Mexican chocolate flan



  • 215g (1 cup) caster sugar
  • 60ml (1/4 cup) water
  • 1 vanilla bean, split lengthways, seeds separated
  • 500ml (2 cups) milk
  • 1 x 100g pkt Lindt Excellence Chilli dark chocolate, coarsely chopped
  • 6 eggs
  • 1 x 395g can sweetened condensed milk
  • 1/2 teaspoon ground cinnamon
  • 2 Calypso mangoes, peeled, cheeks removed, thinly sliced


Step 1


Preheat oven to 160°C. Line the base of a large baking dish with a tea towel, folded to fit. Place a round 20cm (base measurement) cake pan in the dish.

Step 2

Place the sugar and water in a medium saucepan over low heat. Cook, stirring, for 5 minutes or until the sugar dissolves. Stir in the vanilla seeds. Increase heat to medium and bring to the boil. Cook, without stirring, occasionally brushing down the side of the pan with a pastry brush dipped in water, for 7 minutes or until golden. Pour into the cake pan and swirl to coat the base. Set aside for 5 minutes or until set.

Step 3

While the toffee is setting, place the vanilla bean, milk and chocolate in a small saucepan over low heat. Cook, whisking, for 4 minutes or until the chocolate melts and mixture is smooth.

Step 4

Whisk together the eggs, condensed milk and cinnamon in a large bowl. Gradually add the chocolate mixture to the egg mixture, whisking constantly.
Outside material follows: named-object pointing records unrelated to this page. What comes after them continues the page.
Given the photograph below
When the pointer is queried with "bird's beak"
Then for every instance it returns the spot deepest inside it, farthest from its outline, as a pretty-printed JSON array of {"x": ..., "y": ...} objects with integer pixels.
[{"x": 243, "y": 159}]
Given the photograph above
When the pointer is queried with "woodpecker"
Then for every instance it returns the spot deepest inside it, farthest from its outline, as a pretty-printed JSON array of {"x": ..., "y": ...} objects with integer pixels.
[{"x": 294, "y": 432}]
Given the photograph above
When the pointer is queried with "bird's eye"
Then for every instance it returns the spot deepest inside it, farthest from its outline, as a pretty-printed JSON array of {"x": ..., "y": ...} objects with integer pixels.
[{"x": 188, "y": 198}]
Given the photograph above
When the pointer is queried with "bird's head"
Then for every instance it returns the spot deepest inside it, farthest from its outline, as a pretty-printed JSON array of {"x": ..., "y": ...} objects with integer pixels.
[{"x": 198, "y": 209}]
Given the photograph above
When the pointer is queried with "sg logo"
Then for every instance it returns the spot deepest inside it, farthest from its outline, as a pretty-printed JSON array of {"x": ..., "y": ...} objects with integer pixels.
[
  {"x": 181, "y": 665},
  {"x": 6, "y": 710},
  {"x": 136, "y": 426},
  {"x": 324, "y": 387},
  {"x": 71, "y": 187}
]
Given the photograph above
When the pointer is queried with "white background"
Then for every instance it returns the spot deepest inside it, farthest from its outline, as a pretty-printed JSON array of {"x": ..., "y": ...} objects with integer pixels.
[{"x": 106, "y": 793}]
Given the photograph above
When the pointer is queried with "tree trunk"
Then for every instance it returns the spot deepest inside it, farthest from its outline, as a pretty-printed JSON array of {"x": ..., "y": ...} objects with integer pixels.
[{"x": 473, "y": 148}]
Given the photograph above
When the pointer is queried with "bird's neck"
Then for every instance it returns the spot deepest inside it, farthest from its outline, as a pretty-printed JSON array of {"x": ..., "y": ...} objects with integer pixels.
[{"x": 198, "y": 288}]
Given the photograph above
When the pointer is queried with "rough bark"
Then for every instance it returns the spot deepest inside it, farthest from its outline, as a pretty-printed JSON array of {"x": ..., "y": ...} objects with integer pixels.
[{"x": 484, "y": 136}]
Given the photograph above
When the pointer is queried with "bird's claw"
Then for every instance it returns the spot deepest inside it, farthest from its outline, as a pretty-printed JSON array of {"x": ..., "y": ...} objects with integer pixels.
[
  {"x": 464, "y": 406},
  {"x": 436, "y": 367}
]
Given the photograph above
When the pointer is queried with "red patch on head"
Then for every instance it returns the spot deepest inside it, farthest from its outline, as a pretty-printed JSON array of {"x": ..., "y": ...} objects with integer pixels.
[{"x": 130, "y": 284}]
Strain the chocolate mixture through a fine sieve into the cake pan. Discard the vanilla bean. Pour enough boiling water into the dish to reach halfway up the side of the cake pan. Bake in oven for 40 minutes or until just set.

Step 5

Carefully remove the cake pan from the baking dish. Set aside to cool completely. Place in the fridge for 8 hours or overnight to chill.

Step 6

Run a flat-bladed knife around the edge of the pan. Carefully turn the flan onto a serving plate. Arrange the mango on top to serve.